The primary purpose of the typical exercises we do in the gym (whether at home or in a club) is to reinforce good patterns of movement that we need for everyday life. Think about it: squatting is simply sitting in a chair, lunging is what we often do to pick things off the floor, and pushing and pulling mimic a wide array of daily tasks — such as lifting objects over our head and opening doors. These movements are also common to sports such as golf (rotational movements) or skiing (lateral lunges). If we exercise with proper alignment and form in the gym, we train our body to repeat the same movements in daily life. I’m convinced that most ailments such as low back pain, hip or knee arthritis, or tendonitis, are a result of moving the wrong way over and over again. If you’re, say, 50 years old, how many times do you think you’ve squatted in your life (not counting squats at the gym!)? A few hundred times? A few thousand? How about a few hundred thousand times — possibly more than a million times? That’s why doing it right — to reduce the wear and tear on your joints — matters.

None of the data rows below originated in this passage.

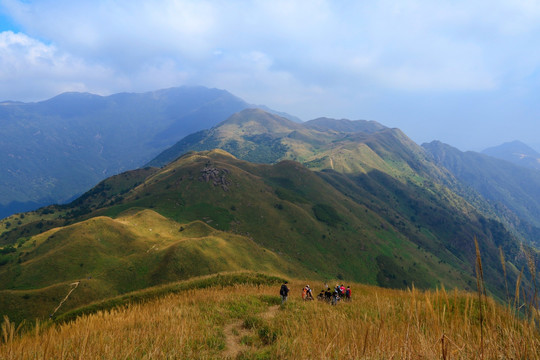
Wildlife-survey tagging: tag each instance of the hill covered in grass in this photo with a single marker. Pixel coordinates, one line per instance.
(103, 257)
(513, 191)
(210, 212)
(54, 150)
(245, 321)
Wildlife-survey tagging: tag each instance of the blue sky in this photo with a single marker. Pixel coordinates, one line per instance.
(463, 72)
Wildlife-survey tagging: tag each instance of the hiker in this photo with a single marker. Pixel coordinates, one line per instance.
(309, 293)
(335, 296)
(284, 292)
(328, 294)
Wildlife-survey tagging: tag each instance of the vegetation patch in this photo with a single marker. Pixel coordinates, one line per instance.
(219, 280)
(326, 214)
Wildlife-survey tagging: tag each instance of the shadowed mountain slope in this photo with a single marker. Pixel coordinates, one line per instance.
(512, 190)
(208, 212)
(516, 152)
(57, 149)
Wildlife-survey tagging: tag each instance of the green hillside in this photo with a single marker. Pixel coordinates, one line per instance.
(513, 191)
(56, 149)
(370, 206)
(109, 257)
(209, 212)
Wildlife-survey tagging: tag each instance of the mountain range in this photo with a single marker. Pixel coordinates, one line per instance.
(55, 150)
(327, 199)
(516, 152)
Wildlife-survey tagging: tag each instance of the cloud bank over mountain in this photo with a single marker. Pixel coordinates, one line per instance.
(428, 68)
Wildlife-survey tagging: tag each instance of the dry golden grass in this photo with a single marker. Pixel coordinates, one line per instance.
(377, 324)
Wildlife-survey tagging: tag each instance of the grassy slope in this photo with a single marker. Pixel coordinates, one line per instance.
(378, 323)
(115, 256)
(334, 225)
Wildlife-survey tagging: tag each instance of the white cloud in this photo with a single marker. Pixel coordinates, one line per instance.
(282, 52)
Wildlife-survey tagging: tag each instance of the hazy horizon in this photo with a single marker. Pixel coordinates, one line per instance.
(464, 73)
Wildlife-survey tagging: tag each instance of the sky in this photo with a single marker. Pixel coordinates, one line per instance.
(463, 72)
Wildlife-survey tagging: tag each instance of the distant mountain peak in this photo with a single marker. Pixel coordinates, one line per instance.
(516, 152)
(344, 125)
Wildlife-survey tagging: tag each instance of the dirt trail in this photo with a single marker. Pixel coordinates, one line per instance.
(235, 331)
(73, 287)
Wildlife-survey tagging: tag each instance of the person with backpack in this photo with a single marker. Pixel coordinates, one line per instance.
(335, 296)
(284, 292)
(309, 293)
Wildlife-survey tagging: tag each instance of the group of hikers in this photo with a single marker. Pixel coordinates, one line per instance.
(329, 295)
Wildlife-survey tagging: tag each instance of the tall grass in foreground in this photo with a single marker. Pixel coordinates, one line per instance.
(377, 324)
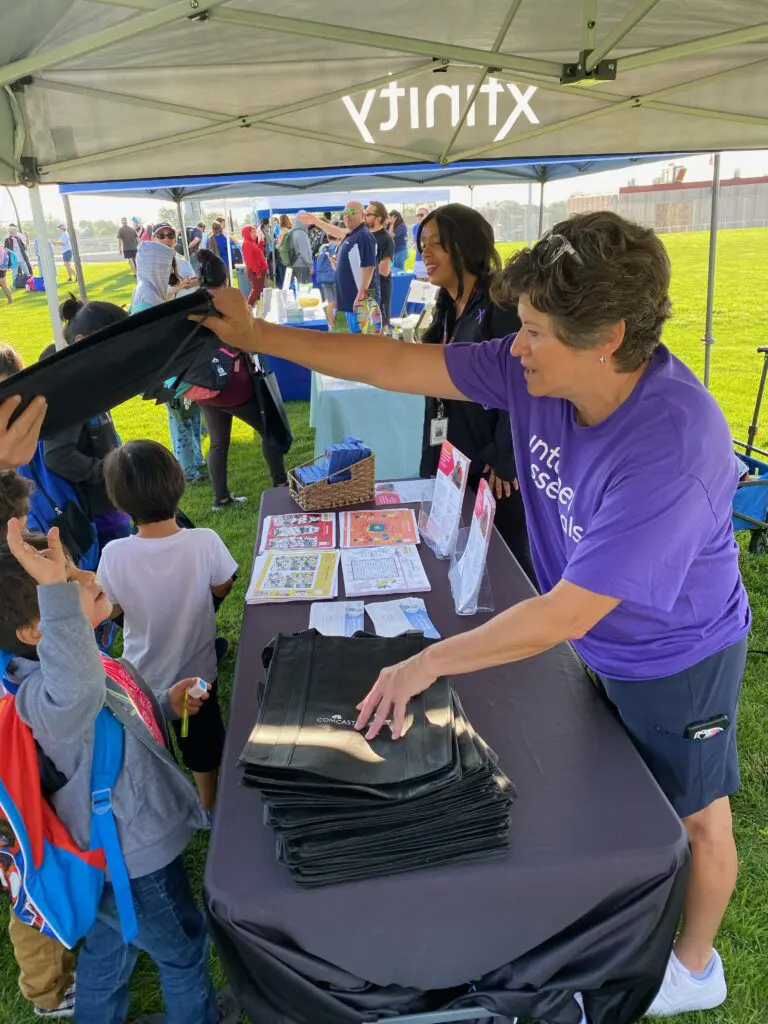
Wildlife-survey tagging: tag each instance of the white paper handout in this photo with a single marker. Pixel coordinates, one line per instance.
(390, 619)
(383, 570)
(294, 576)
(337, 619)
(441, 526)
(471, 565)
(404, 492)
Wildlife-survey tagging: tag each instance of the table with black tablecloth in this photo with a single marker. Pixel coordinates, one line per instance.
(587, 899)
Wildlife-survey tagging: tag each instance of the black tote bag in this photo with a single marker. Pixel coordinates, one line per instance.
(276, 426)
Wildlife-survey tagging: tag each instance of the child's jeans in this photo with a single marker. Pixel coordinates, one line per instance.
(46, 969)
(186, 440)
(171, 930)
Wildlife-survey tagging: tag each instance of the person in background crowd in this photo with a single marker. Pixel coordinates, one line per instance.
(356, 264)
(283, 226)
(256, 265)
(7, 262)
(376, 220)
(218, 243)
(459, 251)
(420, 271)
(66, 244)
(128, 243)
(158, 282)
(78, 453)
(18, 243)
(398, 230)
(36, 247)
(196, 242)
(296, 251)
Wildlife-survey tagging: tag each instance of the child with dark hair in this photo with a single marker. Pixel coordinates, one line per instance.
(48, 609)
(165, 580)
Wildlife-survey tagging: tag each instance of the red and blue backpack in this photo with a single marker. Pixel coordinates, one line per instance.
(54, 887)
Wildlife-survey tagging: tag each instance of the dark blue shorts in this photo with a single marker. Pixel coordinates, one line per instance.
(692, 773)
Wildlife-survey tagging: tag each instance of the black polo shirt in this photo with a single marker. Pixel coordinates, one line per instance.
(483, 435)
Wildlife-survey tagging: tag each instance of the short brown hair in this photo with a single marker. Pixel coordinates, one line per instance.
(608, 269)
(379, 210)
(144, 480)
(10, 360)
(14, 499)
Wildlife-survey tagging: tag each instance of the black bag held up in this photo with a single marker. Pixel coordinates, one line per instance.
(276, 425)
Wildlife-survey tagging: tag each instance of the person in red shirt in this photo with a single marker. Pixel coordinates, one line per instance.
(256, 264)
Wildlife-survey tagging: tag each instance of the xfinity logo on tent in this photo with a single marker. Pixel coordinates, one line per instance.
(422, 112)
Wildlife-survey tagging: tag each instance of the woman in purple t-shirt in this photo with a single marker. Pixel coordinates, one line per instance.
(627, 473)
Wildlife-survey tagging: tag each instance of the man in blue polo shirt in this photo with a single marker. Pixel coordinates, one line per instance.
(355, 264)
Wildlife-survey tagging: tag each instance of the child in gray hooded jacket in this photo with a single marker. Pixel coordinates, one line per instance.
(48, 609)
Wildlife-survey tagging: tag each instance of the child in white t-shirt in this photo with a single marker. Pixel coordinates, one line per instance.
(164, 579)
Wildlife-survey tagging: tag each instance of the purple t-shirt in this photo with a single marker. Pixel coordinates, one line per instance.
(637, 507)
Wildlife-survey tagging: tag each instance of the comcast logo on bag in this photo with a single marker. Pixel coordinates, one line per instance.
(497, 101)
(340, 722)
(336, 720)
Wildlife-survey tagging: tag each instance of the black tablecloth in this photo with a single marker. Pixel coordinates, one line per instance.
(588, 898)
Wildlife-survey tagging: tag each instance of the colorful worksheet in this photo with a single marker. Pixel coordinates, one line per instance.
(471, 565)
(404, 492)
(378, 527)
(441, 526)
(294, 576)
(299, 531)
(383, 570)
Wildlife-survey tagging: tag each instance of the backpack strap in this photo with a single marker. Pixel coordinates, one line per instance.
(109, 744)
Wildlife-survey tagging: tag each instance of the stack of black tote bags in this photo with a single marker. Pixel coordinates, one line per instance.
(343, 808)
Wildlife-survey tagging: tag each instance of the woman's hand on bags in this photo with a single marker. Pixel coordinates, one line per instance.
(502, 488)
(236, 325)
(387, 701)
(45, 567)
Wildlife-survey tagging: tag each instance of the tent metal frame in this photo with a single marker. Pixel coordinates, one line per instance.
(544, 75)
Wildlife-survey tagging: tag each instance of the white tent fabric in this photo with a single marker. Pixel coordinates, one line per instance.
(113, 89)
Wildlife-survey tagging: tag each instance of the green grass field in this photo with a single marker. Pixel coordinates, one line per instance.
(740, 325)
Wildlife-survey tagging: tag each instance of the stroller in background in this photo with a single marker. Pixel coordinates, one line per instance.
(751, 500)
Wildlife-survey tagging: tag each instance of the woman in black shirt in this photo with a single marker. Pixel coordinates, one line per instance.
(459, 252)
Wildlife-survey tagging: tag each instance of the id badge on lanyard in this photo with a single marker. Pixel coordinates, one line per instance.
(438, 426)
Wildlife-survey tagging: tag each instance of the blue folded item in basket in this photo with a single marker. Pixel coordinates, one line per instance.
(335, 463)
(344, 455)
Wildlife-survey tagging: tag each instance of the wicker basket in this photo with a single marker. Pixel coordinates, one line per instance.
(327, 495)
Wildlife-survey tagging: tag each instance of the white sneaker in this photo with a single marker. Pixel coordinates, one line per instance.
(681, 994)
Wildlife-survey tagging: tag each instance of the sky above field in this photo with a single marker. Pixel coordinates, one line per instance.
(750, 164)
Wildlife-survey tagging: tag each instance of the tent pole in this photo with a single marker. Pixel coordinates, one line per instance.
(46, 262)
(541, 207)
(184, 241)
(75, 248)
(228, 243)
(709, 340)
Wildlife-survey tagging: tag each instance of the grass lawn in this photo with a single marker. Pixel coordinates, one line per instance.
(740, 325)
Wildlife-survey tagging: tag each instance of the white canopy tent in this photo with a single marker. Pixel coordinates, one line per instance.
(109, 89)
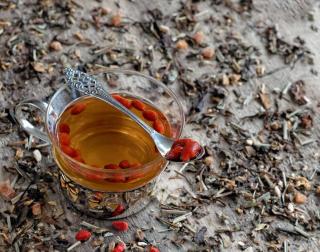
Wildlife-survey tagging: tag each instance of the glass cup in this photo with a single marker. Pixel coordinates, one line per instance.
(90, 189)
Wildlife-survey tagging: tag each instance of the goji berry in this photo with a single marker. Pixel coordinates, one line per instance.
(119, 210)
(150, 115)
(111, 166)
(158, 126)
(78, 108)
(135, 165)
(139, 105)
(64, 128)
(64, 138)
(94, 176)
(154, 249)
(83, 235)
(117, 178)
(190, 151)
(135, 177)
(125, 102)
(120, 225)
(124, 164)
(120, 247)
(69, 151)
(174, 153)
(79, 159)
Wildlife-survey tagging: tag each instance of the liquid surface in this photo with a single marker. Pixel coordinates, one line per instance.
(94, 133)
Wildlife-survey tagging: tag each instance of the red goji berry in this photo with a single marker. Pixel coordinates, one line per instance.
(120, 247)
(150, 115)
(83, 235)
(174, 153)
(80, 159)
(158, 126)
(154, 249)
(119, 210)
(64, 128)
(69, 151)
(139, 105)
(111, 166)
(120, 225)
(64, 138)
(190, 151)
(125, 102)
(78, 108)
(117, 178)
(124, 164)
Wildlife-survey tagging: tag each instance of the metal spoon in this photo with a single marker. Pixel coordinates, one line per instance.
(89, 86)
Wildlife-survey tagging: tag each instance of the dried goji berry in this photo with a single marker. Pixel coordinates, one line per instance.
(69, 151)
(120, 247)
(154, 249)
(111, 166)
(124, 164)
(139, 105)
(64, 128)
(150, 115)
(158, 126)
(135, 177)
(64, 138)
(135, 165)
(174, 153)
(125, 102)
(190, 151)
(83, 235)
(78, 108)
(79, 159)
(119, 210)
(120, 225)
(117, 178)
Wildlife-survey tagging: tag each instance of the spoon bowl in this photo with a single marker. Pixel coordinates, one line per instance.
(88, 85)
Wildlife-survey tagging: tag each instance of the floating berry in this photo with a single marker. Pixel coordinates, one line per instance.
(80, 159)
(118, 178)
(83, 235)
(154, 249)
(119, 210)
(64, 128)
(120, 247)
(121, 226)
(111, 166)
(190, 151)
(139, 105)
(158, 126)
(150, 115)
(174, 153)
(64, 138)
(78, 108)
(69, 151)
(125, 102)
(124, 164)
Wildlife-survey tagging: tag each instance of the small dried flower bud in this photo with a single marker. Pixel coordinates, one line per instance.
(116, 20)
(208, 53)
(56, 46)
(198, 37)
(299, 198)
(182, 45)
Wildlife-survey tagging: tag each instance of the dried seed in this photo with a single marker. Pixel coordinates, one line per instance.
(182, 45)
(299, 198)
(55, 46)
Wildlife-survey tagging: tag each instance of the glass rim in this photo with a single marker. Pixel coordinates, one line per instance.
(114, 171)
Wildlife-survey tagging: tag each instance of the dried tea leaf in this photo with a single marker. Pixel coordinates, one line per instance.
(297, 92)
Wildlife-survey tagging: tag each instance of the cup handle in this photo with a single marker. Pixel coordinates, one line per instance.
(25, 124)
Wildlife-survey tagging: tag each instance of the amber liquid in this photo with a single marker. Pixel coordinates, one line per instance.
(103, 135)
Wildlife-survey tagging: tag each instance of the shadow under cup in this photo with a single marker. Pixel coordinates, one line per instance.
(89, 189)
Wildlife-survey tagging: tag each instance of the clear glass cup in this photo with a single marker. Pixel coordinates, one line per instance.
(88, 188)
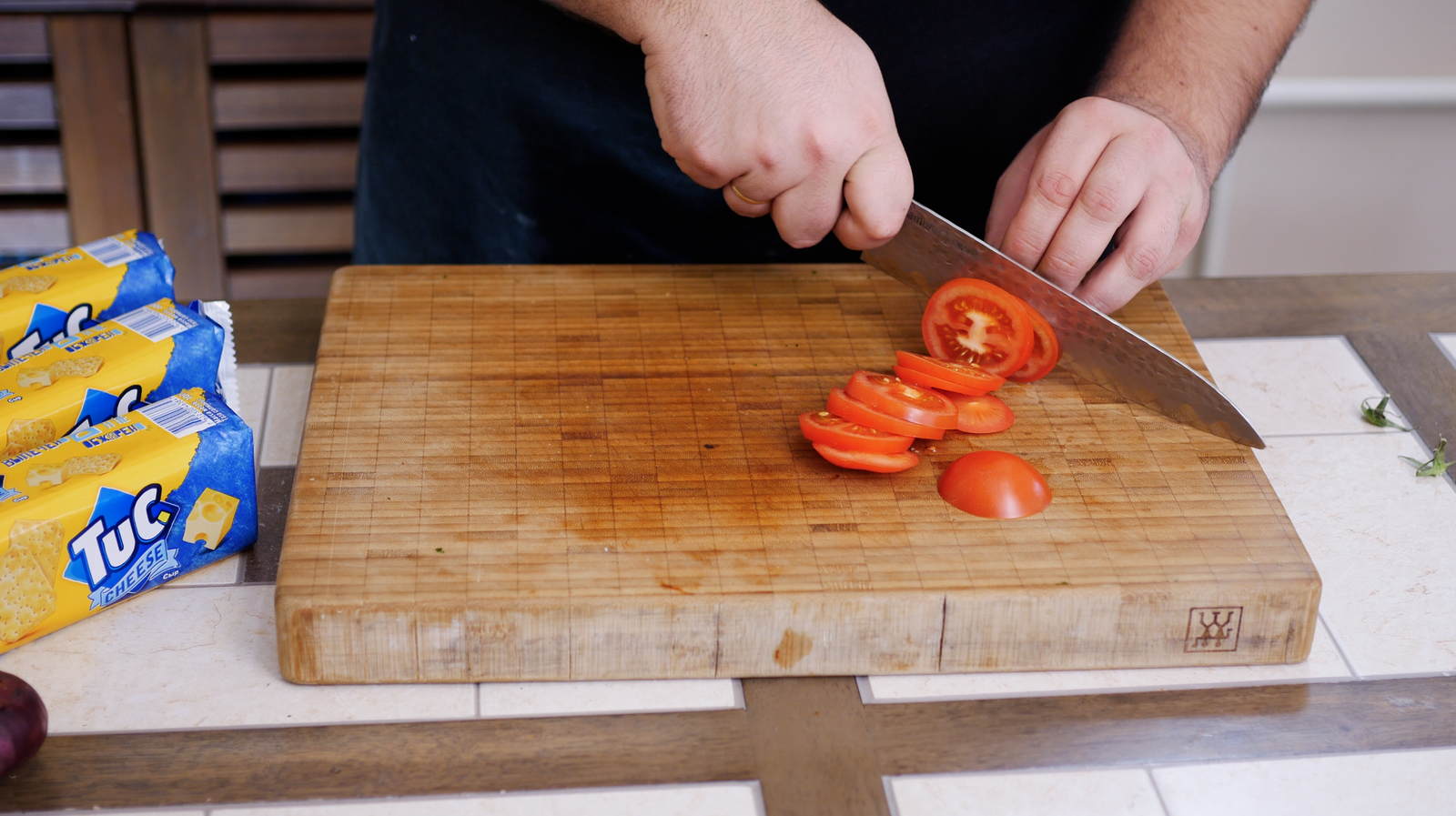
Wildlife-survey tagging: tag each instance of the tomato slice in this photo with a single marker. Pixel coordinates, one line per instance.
(968, 376)
(824, 427)
(912, 403)
(859, 413)
(973, 322)
(932, 381)
(1046, 349)
(982, 415)
(866, 460)
(995, 485)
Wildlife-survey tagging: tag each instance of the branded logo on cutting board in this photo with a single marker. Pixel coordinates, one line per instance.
(1213, 629)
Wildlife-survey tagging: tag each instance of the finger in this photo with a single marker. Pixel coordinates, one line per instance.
(1111, 191)
(1057, 174)
(739, 201)
(1011, 189)
(807, 211)
(1154, 243)
(877, 196)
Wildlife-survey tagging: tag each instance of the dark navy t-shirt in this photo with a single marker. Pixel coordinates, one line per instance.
(506, 131)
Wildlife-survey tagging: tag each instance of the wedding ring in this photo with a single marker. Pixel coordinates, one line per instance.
(739, 192)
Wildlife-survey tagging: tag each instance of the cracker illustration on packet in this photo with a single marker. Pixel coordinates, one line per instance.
(72, 289)
(120, 364)
(121, 507)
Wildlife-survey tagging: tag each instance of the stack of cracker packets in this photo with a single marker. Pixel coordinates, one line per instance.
(123, 466)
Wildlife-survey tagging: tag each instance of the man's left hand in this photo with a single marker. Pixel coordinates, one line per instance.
(1101, 172)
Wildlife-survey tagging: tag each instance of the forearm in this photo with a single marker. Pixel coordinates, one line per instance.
(1200, 65)
(654, 24)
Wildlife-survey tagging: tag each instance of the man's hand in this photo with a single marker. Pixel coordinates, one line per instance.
(1133, 163)
(1101, 170)
(778, 99)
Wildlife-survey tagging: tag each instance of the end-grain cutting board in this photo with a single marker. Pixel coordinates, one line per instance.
(575, 473)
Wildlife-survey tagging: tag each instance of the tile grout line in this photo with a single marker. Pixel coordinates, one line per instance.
(1158, 791)
(262, 422)
(1339, 646)
(1448, 351)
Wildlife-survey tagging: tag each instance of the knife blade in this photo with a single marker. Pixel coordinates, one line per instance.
(931, 250)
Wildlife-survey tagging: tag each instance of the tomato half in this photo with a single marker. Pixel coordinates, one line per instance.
(824, 427)
(932, 381)
(859, 413)
(973, 322)
(995, 485)
(1046, 349)
(912, 403)
(866, 460)
(968, 376)
(982, 415)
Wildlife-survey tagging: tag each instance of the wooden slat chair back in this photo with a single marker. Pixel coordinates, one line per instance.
(230, 134)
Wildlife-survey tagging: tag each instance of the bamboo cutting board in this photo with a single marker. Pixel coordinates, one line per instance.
(579, 473)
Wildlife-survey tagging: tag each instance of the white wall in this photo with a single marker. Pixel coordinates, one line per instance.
(1350, 163)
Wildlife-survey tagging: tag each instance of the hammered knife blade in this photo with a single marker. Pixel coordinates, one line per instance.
(931, 250)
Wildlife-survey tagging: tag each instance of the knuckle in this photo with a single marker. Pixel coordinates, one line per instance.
(1023, 247)
(1101, 203)
(768, 157)
(1060, 189)
(880, 228)
(1060, 265)
(706, 162)
(1145, 262)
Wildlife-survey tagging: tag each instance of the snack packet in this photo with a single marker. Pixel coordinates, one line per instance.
(82, 380)
(72, 289)
(118, 508)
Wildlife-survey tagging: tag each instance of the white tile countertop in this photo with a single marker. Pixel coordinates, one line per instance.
(200, 653)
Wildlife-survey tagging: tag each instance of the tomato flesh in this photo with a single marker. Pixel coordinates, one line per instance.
(839, 432)
(1046, 349)
(912, 403)
(868, 460)
(932, 381)
(995, 485)
(982, 415)
(859, 413)
(973, 322)
(968, 376)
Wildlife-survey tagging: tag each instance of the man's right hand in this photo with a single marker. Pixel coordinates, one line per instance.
(778, 99)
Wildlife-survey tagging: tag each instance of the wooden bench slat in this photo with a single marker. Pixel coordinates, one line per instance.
(178, 152)
(22, 39)
(31, 169)
(298, 36)
(288, 228)
(288, 167)
(25, 105)
(92, 70)
(288, 104)
(34, 230)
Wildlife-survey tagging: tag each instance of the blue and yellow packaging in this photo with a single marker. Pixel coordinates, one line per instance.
(67, 291)
(118, 508)
(82, 380)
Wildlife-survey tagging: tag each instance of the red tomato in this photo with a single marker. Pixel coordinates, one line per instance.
(995, 485)
(973, 322)
(865, 460)
(899, 398)
(859, 413)
(932, 381)
(968, 376)
(1046, 349)
(824, 427)
(982, 415)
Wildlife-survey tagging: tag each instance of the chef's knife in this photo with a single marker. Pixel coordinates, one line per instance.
(931, 250)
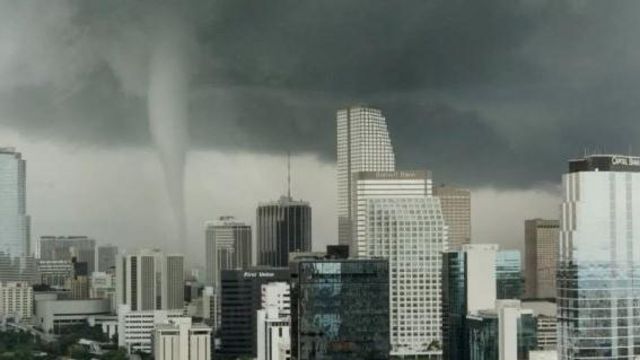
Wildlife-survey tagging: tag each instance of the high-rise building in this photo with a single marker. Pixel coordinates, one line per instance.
(180, 339)
(227, 247)
(456, 208)
(380, 185)
(107, 257)
(68, 247)
(410, 232)
(14, 221)
(507, 332)
(283, 226)
(541, 255)
(149, 280)
(468, 286)
(599, 259)
(363, 144)
(241, 298)
(340, 307)
(509, 282)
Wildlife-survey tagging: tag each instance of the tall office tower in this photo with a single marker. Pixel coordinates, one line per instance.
(509, 282)
(506, 332)
(468, 286)
(107, 258)
(283, 226)
(241, 298)
(14, 221)
(340, 307)
(411, 234)
(380, 185)
(363, 145)
(67, 247)
(456, 207)
(150, 280)
(598, 278)
(227, 247)
(541, 255)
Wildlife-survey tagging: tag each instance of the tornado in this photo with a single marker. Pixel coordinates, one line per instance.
(168, 113)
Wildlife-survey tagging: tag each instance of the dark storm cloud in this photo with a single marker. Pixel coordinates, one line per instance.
(489, 92)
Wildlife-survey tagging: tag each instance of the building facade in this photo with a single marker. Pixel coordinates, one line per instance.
(15, 237)
(541, 256)
(411, 234)
(340, 309)
(283, 226)
(599, 259)
(227, 247)
(456, 208)
(241, 298)
(468, 286)
(363, 144)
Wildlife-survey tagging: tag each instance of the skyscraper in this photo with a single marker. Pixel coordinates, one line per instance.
(283, 226)
(106, 257)
(227, 247)
(150, 280)
(598, 278)
(468, 286)
(379, 185)
(456, 208)
(410, 233)
(68, 247)
(363, 144)
(541, 255)
(14, 221)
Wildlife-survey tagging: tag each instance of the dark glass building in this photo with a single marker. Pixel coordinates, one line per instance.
(340, 309)
(240, 299)
(283, 226)
(509, 280)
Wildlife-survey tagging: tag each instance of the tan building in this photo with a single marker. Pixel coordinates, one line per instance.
(456, 209)
(541, 255)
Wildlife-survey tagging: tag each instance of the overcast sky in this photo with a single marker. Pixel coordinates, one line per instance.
(494, 95)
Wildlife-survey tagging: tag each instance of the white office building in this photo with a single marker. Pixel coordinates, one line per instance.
(150, 280)
(179, 339)
(411, 233)
(135, 328)
(380, 185)
(16, 300)
(363, 144)
(598, 277)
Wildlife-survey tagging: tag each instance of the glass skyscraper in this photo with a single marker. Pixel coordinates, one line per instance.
(283, 226)
(598, 278)
(363, 144)
(14, 221)
(340, 309)
(509, 281)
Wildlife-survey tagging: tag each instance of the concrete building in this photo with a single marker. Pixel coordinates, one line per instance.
(82, 248)
(410, 232)
(15, 224)
(179, 339)
(456, 208)
(468, 286)
(363, 144)
(135, 328)
(227, 247)
(16, 300)
(150, 280)
(282, 227)
(51, 315)
(380, 185)
(107, 258)
(541, 256)
(599, 259)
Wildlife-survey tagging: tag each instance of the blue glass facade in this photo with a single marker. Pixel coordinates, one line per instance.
(340, 309)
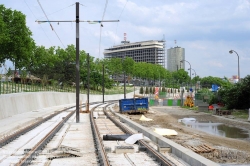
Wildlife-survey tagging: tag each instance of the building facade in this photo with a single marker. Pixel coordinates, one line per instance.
(152, 51)
(174, 56)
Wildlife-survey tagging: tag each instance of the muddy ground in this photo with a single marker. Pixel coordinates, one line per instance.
(223, 149)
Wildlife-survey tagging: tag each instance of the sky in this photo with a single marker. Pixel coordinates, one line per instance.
(207, 29)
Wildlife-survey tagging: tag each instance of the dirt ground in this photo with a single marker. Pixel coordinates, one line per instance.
(221, 149)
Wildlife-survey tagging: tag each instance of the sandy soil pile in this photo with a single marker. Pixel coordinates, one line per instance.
(224, 150)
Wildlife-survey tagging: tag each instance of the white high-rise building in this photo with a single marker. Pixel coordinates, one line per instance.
(174, 56)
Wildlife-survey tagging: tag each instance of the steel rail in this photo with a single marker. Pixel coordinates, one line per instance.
(103, 158)
(7, 139)
(15, 135)
(26, 160)
(162, 159)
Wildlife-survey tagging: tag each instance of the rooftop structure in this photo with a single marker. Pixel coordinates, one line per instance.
(174, 56)
(152, 51)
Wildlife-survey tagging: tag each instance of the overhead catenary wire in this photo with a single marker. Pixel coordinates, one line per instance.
(40, 25)
(50, 23)
(119, 18)
(58, 10)
(106, 4)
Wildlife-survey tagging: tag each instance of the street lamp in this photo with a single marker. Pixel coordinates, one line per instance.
(231, 51)
(190, 67)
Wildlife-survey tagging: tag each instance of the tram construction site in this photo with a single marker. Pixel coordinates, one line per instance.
(49, 135)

Watch a one-year-old learning to walk. Every step is a conscious effort: the step’s length and width; the arm position; the head. The toddler’s mainframe computer — the brain —analyzes and corrects thousands of steps over time until the process of walking no longer becomes a conscious effort but rather automatic — an ingrained software pattern in the toddler’s brain.
Similarly, squatting, lunging, rotating, pushing, and pulling in correct alignment, should be ingrained software patterns in our brains. The problem is that for many of us the software is flawed, because for years (maybe decades) we’ve been moving the wrong way. It’s time to use our workouts at the gym to move away from task-completion mentality (counting the number of sets) and to focus instead on how we move.
Going to the gym shouldn’t simply be about losing weight or making our muscles bigger and stronger; instead, it should be about performing purposeful movements that transfer over into our everyday lives — with losing weight and developing muscle mass as byproducts of moving with correct alignment and form, especially when under the loads of weights.